Cláudia Varejão havia prometido sereias, e à sua maneira entregou-nos através de um retrato antropológico das Ama-sans, uma comunidade milenar de mulheres pescadoras no Japão, hoje em vias de desaparecer pelo desuso da sua atividade.

Passados 4 anos, a realizadora regressa num projeto mais ambicioso que a mera documentação; uma busca pela cerne do afeto derradeiro conduzido sob o signo de Amor Fati (significa ‘amor ao destino‘). Numa pesquisa de dois anos, na sua terceira longa-metragem, a cineasta procurou histórias, casos, gestos e olhares que possam ser induzidos num retrato sobre a existência, amamos aquilo que iremos certo dia perder, assim como os que estão para ‘nascer’.

Em conversa, Varejão referiu e apontou a natureza do seu projeto e colocou em destaque ‘Amor Fati’ como o início dos tempos que aí seguem. Uma realidade pós-COVID19 e o futuro incerto do cinema português independente.
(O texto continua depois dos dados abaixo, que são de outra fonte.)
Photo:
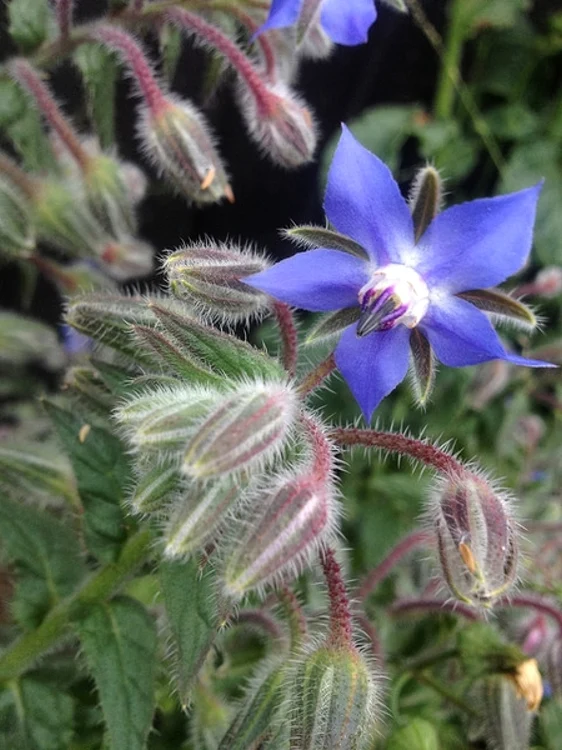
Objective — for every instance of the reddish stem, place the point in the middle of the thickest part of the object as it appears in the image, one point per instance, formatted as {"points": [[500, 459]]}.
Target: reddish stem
{"points": [[286, 322], [30, 80], [422, 604], [63, 9], [410, 542], [340, 616], [194, 24], [311, 381], [133, 56], [534, 601], [395, 443]]}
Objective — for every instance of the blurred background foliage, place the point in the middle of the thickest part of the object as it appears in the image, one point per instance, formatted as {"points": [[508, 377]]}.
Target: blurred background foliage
{"points": [[475, 88]]}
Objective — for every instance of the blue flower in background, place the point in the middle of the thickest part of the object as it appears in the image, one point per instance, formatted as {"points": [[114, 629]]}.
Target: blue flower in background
{"points": [[403, 287], [345, 21]]}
Segunda as suas notas de intenção, procurou por mais de dois anos, “histórias de amores inabaláveis que expressassem amor à primeira vista”. A minha questão prende-se a um filme concebido e idealizado por via da montagem. Como chegou até lá? E já agora, o que procurava ao certo nesta panóplia de histórias? Quais os requisitos?

O início das ideias são lugares incertos. Não posso definir, com rigor, quando terá começado a pesquisa para este filme, pois na verdade penso nele desde criança. Ou melhor, observo os encontros entre as pessoas com muita curiosidade desde que me conheço. E nessa atenção lembro-me de pensar, ainda pequena, que as pessoas que viviam em casal pareciam ter rostos e gestos semelhantes.

Foi deste pensamento que, em nada, é original, pois muitos de nós reparamos nesta particularidade, que nasceu a proposta para o filme. Mas esse foi só um pretexto. Porque o filme anda à volta de um tema mais vasto e misterioso, que é o Amor. Diria que, nesse sentido, o filme gera-se a partir de uma curiosidade. Não de uma questão. Porque eu não fui à procura de respostas. Procurei, sim, percorrer um caminho durante um espaço de tempo que seria povoado por encontros, curiosos, sim, mas sobretudo humanos e amorosos.

E queria também tecer um retrato do nosso país a partir destes encontros. Quem somos nós no momento presente? Quais as inúmeras expressões de amor que podemos encontrar à nossa volta? É um filme sobre a absoluta diversidade humana, que é na sua génese tão livre e afetiva. Depois o caminho fez-se caminhando, tanto na rodagem como na montagem. Um passo levou a outro e por aí fora. Viveu muito da imprevisibilidade do real. E creio que no filme se sente isso.

Novamente na montagem, é mais curioso encontrar uma dicotomia saliente entre vida e morte. No caso da última, senti que com o amor/afeto não termina com a morte da “outra metade”, apenas a transforma em dor.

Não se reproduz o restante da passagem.